Violar el texto constitucional, dinamitar el Estatut, amordazar a la oposición y pretender alterar las fronteras de un país europeo es, para estos togados, lo mismo que organizar un revuelo ciudadano en un aeroparque. ¿Cuántas cervezas se habían tomado antes de proclamar que no hay delito de rebelión porque la violencia no fue suficiente para “doblegar al Gobierno” y hacerle “capitular”. Resulta imposible imaginar mayor disparate judicial. Un golpe sólo es lo suficientemente violento, y por ende, punible, si consigue triunfar.

En tres días despacharon estos caballeros un caso que al juez Llarena le ha llevado, hasta el momento, más de seis meses. Tres días hubieran bastado de ceñirse al espíritu de una euroorden. No fue así. El tribunal se puso estupendo, entró en análisis y valoraciones innecesarias, se excedió en sus atribuciones, en su responsabilidad y en su cometido. Su auto, amén de prepotente, es inaudito. Su mera obligación era garantizar que dos países socios de la UE colaboren en la persecución de delitos en el marco comunitario.

De un plumazo, estos jueces han machacado no sólo el espíritu de la euroorden, sino que, arrebatados por una supina frivolidad, han demolido el concepto de confianza mutua en el que se basa la propia idea de la UE. Un club que se rige por unos principios muy básicos. La seguridad compartida es uno de ellos. Si falla, esa comunidad de vecinos se convierte en una corrala bullanguera y de aluvión.
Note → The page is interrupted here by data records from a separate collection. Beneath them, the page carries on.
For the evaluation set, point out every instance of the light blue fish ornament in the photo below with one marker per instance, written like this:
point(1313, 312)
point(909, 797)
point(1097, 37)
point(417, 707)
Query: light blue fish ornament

En un maldito patio gesticulante y gritón.

De un plumazo, estos jueces han machacado el espíritu de la euroorden y demolido el concepto de confianza mutua en el que se basa la propia idea de la UE

La pregunta es: ¿Esa ministra y esos jueces han actuado así porque se trata de España? ¿Acaso no somos la cuarta economía de la UE? Por esta línea, embarrancamos en la zona más pantanosa. El crédito de nuestra diplomacia continental es raquítico. Hasta Puigdemont se ha convertido, a ojos de la opinión pública alemana, en una especie de héroe prometeico al que un gobierno de tintes autoritarios pretende rebanarle el flequillo y enviarle a prisión.
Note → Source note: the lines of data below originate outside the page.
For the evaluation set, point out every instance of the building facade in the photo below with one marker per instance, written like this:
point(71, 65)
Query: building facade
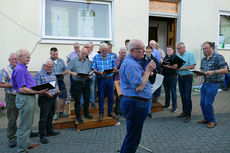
point(39, 25)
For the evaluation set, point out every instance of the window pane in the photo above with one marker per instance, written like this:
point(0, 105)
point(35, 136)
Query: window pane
point(76, 19)
point(224, 30)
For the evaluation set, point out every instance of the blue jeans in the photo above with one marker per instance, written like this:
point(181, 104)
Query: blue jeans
point(92, 89)
point(105, 85)
point(185, 87)
point(208, 94)
point(226, 80)
point(170, 86)
point(135, 113)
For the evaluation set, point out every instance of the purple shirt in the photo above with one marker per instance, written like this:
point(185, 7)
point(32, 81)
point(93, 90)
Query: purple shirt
point(22, 78)
point(71, 56)
point(118, 60)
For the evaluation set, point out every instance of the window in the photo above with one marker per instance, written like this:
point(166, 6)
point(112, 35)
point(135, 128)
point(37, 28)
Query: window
point(77, 20)
point(224, 30)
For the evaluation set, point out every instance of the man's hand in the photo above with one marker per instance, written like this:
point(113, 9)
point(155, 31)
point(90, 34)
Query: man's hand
point(48, 94)
point(209, 73)
point(151, 66)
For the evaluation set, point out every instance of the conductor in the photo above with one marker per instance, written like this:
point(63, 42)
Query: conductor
point(136, 94)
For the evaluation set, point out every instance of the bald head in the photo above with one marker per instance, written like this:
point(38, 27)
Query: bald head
point(83, 53)
point(47, 66)
point(23, 56)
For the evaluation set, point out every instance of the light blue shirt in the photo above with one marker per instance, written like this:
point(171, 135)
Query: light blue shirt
point(190, 59)
point(131, 76)
point(156, 54)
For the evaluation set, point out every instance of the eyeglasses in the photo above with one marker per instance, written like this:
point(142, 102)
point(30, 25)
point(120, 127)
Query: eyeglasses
point(206, 48)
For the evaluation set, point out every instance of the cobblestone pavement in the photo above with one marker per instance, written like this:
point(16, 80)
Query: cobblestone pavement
point(163, 133)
La propaganda secesionista en Europa está resultando activa y eficaz. Cierto que a Rajoy le respaldan Merkel, y los presidentes de la Eurocámara y de la Comisión. Y que ningún gobierno europeo ha apoyado a la ‘república’ catalana. Pero la mancha secesionista sigue viva. Y se expande.

Hasta la infausta Katerina ha asumido a pies juntillas el verso del pueblo oprimido con su lacito amarillo y su canesú con kartofen. La ministra de Justicia es de las que cree firmemente en aquello de lo que menos sabe. Por no mencionar al trío de las togas, que han pulverizado nuestra fe en Europa. Ganas dan de decir aquello de Mauriac: “Me gusta tanto Alemania, que prefiero tener dos”. Ya sabemos en cuál de ellas se instalaría nuestra Katerina.